I have recordings that have extremely modulated grooves and I have records which have very benignly modulated grooves.
I can adjust the motor controller to handle one or the other.....but unless the speed is manipulated for each and every record you play.......there will inevitable be a difference in the Timeline between different recordings.
This is why seeing the Timeline 'without load' in comparison to 'under load' is valuable.

Dinster,
I have the Feikert App and the 10" Test record to go with it and have done repeated testing on both my tables using my iPad and posting the relevant print-outs.

The important thing about scientific or objective testing...is 'repeatability'.
In other words....every time you or I proceed to test exactly the same thing....we should achieve exactly the same result?

With the Feikert App.....I achieved different results every single time I repeated exactly the same tests?
In some cases...the results even showed the Raven AC-2 giving better results than the Victor TT-101? :-)
The test record itself was a major part of the problem.....
Due to the fact that it contains a modulated groove of exactly 3150Hz....it is essential that the record hole is dead-centre.
This is simply unachievable to the degree necessary to avoid variations from that constant test tone.

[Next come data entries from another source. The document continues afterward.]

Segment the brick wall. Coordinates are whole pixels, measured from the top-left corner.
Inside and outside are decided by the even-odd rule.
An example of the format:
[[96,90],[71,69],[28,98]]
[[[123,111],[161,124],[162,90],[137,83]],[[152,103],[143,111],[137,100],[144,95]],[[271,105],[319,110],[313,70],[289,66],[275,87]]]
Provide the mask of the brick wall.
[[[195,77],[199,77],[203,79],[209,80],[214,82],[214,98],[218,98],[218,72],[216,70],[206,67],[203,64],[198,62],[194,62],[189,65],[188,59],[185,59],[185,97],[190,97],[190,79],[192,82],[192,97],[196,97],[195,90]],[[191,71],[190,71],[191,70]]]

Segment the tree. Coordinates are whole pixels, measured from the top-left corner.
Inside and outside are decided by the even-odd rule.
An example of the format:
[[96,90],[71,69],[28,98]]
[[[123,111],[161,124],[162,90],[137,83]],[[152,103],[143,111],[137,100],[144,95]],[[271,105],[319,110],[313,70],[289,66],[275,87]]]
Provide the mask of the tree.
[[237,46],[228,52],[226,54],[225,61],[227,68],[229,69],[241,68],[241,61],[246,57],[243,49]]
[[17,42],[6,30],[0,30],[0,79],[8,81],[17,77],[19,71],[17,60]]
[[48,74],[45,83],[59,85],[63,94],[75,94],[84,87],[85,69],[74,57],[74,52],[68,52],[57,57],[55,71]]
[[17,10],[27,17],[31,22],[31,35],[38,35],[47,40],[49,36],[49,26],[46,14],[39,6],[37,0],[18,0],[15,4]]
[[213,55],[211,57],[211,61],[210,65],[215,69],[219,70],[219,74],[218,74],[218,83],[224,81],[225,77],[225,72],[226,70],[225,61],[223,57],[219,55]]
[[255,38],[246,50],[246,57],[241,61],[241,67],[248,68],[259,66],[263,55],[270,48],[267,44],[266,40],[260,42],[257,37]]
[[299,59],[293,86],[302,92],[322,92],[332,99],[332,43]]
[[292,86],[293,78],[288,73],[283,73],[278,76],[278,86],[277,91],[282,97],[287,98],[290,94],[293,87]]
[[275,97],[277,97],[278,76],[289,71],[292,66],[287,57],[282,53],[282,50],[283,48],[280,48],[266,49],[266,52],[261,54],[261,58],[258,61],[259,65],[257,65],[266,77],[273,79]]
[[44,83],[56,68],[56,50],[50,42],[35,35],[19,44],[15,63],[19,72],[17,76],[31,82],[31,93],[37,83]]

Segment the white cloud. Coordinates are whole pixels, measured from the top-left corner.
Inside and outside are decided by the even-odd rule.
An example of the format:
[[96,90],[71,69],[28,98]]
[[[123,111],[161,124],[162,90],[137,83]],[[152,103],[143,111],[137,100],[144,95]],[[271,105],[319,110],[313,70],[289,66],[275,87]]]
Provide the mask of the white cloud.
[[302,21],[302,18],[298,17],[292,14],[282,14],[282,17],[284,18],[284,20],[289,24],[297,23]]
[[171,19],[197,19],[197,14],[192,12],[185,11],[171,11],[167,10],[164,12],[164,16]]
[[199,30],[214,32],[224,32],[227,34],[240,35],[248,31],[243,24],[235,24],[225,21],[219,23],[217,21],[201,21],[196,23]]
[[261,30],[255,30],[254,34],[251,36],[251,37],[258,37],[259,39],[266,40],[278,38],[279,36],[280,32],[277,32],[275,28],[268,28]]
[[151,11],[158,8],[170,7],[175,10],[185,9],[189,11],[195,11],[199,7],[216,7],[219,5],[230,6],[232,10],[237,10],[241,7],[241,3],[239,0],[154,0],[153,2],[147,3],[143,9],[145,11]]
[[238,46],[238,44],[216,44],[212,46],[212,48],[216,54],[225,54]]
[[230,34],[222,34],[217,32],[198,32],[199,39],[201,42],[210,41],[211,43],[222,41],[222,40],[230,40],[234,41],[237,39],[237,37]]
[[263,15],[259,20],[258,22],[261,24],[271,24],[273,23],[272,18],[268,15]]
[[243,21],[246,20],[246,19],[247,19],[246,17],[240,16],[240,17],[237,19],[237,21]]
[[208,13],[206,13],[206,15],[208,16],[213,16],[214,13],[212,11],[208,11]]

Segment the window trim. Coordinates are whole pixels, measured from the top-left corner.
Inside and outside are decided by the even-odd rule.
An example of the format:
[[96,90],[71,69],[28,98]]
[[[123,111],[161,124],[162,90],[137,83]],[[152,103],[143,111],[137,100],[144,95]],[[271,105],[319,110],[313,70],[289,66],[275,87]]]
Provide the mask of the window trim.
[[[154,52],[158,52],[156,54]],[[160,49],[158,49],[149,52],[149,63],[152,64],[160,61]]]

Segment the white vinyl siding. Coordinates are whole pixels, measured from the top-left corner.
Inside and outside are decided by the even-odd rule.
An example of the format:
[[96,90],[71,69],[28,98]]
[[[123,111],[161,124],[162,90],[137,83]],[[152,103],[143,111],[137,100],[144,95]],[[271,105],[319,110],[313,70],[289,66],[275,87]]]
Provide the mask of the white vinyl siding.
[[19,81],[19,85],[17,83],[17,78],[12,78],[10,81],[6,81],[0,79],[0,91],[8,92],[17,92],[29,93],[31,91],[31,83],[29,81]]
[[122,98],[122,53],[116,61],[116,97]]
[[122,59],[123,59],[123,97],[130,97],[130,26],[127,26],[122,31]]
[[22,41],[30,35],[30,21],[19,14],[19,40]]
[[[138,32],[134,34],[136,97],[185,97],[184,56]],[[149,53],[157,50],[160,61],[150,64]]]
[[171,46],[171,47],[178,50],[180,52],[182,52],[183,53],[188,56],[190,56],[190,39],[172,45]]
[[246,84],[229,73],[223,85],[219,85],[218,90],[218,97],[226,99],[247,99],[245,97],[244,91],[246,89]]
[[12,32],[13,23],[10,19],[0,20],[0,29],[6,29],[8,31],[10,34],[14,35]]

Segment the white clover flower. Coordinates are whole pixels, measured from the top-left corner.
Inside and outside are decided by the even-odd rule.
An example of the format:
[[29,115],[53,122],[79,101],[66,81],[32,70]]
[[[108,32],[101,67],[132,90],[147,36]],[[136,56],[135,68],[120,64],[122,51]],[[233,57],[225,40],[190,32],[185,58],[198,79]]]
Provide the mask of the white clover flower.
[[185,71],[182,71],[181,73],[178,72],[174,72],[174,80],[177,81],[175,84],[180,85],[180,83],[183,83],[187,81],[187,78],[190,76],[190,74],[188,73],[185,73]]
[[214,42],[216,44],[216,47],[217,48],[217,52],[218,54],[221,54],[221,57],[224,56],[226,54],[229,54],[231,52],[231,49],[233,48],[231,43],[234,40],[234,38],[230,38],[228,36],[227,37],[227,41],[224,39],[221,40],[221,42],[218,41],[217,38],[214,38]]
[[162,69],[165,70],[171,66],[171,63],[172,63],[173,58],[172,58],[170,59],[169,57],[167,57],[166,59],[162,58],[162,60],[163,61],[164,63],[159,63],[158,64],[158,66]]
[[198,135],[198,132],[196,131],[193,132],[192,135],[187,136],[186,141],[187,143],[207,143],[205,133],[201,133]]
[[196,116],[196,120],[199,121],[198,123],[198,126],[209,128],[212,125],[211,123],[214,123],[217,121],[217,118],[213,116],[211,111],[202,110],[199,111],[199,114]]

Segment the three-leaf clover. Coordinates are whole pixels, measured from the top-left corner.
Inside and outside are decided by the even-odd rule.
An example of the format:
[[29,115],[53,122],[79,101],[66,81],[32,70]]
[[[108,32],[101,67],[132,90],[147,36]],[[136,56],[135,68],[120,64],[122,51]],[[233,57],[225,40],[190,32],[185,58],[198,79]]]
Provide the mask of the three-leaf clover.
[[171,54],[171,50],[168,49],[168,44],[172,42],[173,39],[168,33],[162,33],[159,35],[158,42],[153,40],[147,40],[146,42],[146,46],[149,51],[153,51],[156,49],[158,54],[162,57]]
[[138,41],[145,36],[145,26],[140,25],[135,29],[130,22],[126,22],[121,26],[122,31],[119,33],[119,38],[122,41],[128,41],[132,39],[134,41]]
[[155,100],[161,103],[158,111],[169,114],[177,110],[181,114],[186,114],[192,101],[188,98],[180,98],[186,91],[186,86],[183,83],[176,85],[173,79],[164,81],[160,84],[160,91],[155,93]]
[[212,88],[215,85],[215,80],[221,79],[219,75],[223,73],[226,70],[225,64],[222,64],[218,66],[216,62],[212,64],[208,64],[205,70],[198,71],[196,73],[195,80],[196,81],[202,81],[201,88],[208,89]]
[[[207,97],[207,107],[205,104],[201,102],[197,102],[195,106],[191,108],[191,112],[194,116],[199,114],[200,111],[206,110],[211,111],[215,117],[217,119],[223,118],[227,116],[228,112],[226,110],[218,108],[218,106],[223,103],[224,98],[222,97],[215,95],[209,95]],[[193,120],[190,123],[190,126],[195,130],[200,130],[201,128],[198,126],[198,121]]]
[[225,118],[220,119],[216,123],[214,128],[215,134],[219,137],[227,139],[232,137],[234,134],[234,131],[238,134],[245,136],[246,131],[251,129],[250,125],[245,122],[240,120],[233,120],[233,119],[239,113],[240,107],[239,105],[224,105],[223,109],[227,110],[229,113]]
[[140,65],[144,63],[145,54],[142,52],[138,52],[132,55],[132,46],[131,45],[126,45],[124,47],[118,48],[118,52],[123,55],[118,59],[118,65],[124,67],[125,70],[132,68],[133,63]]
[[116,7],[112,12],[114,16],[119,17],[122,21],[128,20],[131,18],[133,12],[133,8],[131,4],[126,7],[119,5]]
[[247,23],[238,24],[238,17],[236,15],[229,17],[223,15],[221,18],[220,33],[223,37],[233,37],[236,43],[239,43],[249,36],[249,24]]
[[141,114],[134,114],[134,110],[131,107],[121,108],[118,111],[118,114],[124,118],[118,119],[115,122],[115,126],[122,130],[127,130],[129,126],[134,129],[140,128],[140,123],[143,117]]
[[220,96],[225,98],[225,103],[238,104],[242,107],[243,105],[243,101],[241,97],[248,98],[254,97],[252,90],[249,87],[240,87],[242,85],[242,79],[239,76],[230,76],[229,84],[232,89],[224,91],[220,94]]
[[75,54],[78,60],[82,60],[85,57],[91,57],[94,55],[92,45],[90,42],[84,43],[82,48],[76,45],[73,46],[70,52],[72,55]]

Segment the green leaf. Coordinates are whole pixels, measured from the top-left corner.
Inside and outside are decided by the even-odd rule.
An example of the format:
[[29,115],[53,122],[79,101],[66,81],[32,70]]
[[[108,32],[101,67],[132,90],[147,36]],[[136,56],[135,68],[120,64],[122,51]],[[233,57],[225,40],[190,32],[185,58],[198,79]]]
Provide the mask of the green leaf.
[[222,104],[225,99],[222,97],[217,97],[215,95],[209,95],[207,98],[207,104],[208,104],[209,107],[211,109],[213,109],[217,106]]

With the Timeline......every test result is repeatable....

TT-101/3 ARMS
For the record.....not 3/8" shift :-)

01-08-14: Richardkrebs
HF Dover
Phase lag is a result of drag, not a cause of it.

Yes, phase lag COULD be a result of stylus drag, but not necessarily exclusively.

As a matter of courtesy, I would ask you to address me correctly as "Dover" which is my name on this forum.

A DC Motor is a simple device. The speed is proportional to voltage input and load. If the load increases then the speed will drop and current will increase. My Sota tt has a simple power supply and DC motor. It has a trim pot for fine tuning speed; but speed will vary as load changes. (A tt with closed loop controller for a DC motor would vary voltage to maintain speed under varying load conditions.) Using the iPhone app I can adjust the speed to within 0.02%- about an order of magnitude off compared to Peter's SME deck. Also, speed drifts on my tt as it warms up so I must let it run for 15-20 minutes before fine tuning the speed. I know the higher end Sota tt's have much more sophisticated motor controllers. I would like to know how they perform in comparison.
Synchronous AC Motors are based on frequency. The rotor of an synchronous AC motor is always following the rotating magnetic field. That is phase lag or slip as Richard mentioned. As the load on an synchronous AC motor increases, phase lag increases. Current draw in the motor will increase which increases torque in order to bring the phase lag back to near zero. The frequency source for a synchronous AC motor can come from the 60Hz AC line or from a seperate frequency generator. Voltage will not change speed on a synchronous AC motor but it will change the amount of torque available to minimize phase lag. (More voltage means more current draw is available.) A closed loop synchronous AC motor controller must vary frequency to adjust speed.